FPÖ-Chef muss sofort zurücktreten und Kandidatur zurückziehen

Wien (OTS) - Nach den Berichten im aktuellen "News" über weitere bekannte Neonazis als FPÖ-Wahlhelfer und -Wahlhelferinnen ist für Stefan Jagsch, Vorsitzenden der Sozialistischen Jugend Wien, die Zeit für Konsequenzen: "Es zeigt sich, dass die von der SJ Wien aufgedeckten Fakten um den Blood-and-Honour-Nazi Gregor T. offenbar nur die Spitze des braunen Eisbergs waren. Im Rahmen des FPÖ-Wahlkampfes organisieren sich gefährliche Neonazis. Gegen die von 'News' genannten Jürgen D. und Melanie G. müssen jedenfalls sofort Ermittlungen wegen nationalsozialistischer Wiederbetätigung eingeleitet werden."****

Für die SJ Wien sei nun klarer denn je, dass diese FPÖ, deren Wahlkampf-Reihen von jeder Menge Neonazis geschlossen würden, keinen Platz im demokratischen Parteienspektrum habe.
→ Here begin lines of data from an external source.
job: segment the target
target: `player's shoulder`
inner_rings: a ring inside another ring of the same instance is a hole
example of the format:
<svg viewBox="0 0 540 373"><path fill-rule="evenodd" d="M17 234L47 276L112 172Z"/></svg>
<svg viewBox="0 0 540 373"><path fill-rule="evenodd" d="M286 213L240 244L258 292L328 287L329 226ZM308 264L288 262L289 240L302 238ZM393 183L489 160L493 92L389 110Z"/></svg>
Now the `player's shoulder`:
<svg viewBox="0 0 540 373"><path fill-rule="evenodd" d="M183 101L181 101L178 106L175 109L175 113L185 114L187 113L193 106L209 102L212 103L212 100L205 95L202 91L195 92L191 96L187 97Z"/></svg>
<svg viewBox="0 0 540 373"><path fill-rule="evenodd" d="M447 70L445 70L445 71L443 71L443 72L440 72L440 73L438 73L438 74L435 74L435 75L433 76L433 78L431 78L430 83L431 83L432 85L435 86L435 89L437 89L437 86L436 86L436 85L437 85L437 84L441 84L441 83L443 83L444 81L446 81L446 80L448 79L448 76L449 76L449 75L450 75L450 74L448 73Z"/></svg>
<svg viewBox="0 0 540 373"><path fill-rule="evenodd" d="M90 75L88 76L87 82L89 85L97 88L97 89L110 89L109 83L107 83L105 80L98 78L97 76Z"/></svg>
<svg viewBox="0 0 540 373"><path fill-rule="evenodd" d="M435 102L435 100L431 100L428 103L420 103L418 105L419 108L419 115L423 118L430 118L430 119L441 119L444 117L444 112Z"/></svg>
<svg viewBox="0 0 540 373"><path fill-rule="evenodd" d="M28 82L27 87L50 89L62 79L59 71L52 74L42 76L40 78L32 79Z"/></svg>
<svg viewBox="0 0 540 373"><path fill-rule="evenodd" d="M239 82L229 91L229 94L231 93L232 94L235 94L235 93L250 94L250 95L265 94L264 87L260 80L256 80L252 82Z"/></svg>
"Straches halbseidene Distanzierungen von den Neonazis nimmt ihm jedenfalls niemand mehr ab. Entweder Strache weiß genau, welche Rechtsextremen er fördert - oder er ist tatsächlich so unfähig, dass er sein eigenes Wahlkampfteam nicht kennt. In beiden Fällen ist klar:
Der Oberbläuling muss die Konsequenzen ziehen, sofort zurücktreten und seine Kandidatur für die Wien-Wahl zurückziehen!", stellt Jagsch klar.